The problem is that the film's version of a matriarchal society is just the current world with the genders swapped. Beer ads with scantily clad men. Women in boardrooms while men cook at home. Women cat-calling men on the street. One-for-one substitution. No actual imagination applied.
If you are going to make a film about what the world would look like if women held all the power, the least you can do is make it interesting. What would actually be different. What would stay the same. What does power do to people regardless of gender. Ladies First does not ask any of these questions. It just flips the existing world upside down and expects that to be enough.
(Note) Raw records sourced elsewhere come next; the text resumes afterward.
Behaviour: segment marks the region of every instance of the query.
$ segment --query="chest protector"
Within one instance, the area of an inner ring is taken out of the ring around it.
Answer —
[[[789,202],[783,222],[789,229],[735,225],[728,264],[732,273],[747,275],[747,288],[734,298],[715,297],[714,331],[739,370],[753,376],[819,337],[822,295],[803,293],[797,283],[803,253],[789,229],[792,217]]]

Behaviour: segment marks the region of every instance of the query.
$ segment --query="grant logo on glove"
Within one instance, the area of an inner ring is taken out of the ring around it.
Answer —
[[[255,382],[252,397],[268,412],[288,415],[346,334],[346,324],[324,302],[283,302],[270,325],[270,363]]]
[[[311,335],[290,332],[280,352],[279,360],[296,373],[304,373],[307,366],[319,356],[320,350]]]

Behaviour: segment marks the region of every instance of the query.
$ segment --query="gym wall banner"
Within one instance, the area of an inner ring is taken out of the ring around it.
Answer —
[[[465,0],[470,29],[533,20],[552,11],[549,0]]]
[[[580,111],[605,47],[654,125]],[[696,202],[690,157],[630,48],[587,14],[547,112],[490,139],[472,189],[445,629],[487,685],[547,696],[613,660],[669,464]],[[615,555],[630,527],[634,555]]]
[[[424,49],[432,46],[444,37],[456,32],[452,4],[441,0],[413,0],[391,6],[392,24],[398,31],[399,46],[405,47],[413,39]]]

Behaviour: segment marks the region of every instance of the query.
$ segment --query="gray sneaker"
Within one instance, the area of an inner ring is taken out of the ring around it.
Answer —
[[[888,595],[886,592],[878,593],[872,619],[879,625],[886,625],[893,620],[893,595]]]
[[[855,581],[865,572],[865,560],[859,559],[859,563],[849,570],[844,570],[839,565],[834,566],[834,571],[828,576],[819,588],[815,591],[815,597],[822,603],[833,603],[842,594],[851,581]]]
Sacha Baron Cohen and Rosamund Pike are both good individually. Pike in particular is clearly having fun playing the sharp, ruthless, charming version of everything Damien used to be. The supporting cast is stacked. Charles Dance, Fiona Shaw, Kathryn Hunter, Richard E. Grant, Emily Mortimer. An extraordinary collection of British actors, most of whom are given almost nothing to do. Shaw gets one memorable scene. Grant is playing a homeless man covered in pigeons. That is what this film does with Richard E. Grant.
The cast is too good for the material, and the material knows it.
The film has one joke. Men are now treated the way women used to be treated. It tells this joke over and over for 93 minutes. The first few times it lands. By the middle of the film it has run dry. By the end it has been replaced by a straightforward reformed-man romance that is more predictable than anything in the first half. The satire evaporates and what remains is a conventional Netflix comedy with an unusual setting.
For a film made in 2026, by a female director and a mostly female writing team, it is surprisingly toothless about what it actually has to say. The premise had the potential to be genuinely provocative. It settles for comfortable.
Ladies First is not a disaster. It is watchable. Some scenes work. Some jokes land. Pike is worth watching. But it is a film that had something to say and chose not to say it, and that is a specific kind of disappointment. The 26% on Rotten Tomatoes is a bit harsh. The 5.8 on IMDb is about right.
A one-joke comedy that runs out of joke halfway through. The cast is better than the material, the premise is better than the execution, and the whole thing is more comfortable than it should be for a film with this much to say.
Average. Skip if you have better options.